Less than 24 hours after NASA’s triumphant declaration, something further thickened the plot of this political telenovela. A blabbering Francis Nyenze entered the scene saying that he wants to ‘speak the truth and shame the devil’. The Leader of Minority alluded that Kalonzo is in the coalition representative only of himself, because his people were still stinging from the broken MoU. He was asking- Why would the ‘Kamba Nation’ vote for Raila now when 2017 is supposed to be their turn?

Now, with this precarious ‘MoU’ situation in mind, let us explore a few questions. If indeed Kalonzo and Mudavadi have hitched their wagon onto a back-tracking Raila, have they done so with full confidence? Is Nyenze a poorly disguised Kalonzo messenger? Is Kalonzo under duress in the coalition and aiming to still remind Raila that the Kamba vote is not guaranteed without him at the helm? Or is Nyenze truly representing disgruntlement of the Wiper party? Is he expressing the true sentiments of the Kamba Nation?

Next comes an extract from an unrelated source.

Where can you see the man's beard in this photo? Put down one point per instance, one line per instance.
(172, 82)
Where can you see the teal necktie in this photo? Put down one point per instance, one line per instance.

My view: the insecure principals will soon find that ‘a bird in hand is worth three premier positions in the bush.’ Because of the long festered mistrust in the coalition, the glue is weak. The likelihood that they will stay put as the frugality of their situation dawns on them, diminishes everyday. In the face of their illusionary pimped up posts, an instinct for political survival will drive them into the arms of a government that would be more than ready to dangle guaranteed positions - albeit with less ornamental titles.

The writer is a PhD candidate in Political Economy at SMC University, Switzerland and a Research Fellow at the Fort Hall School of Government.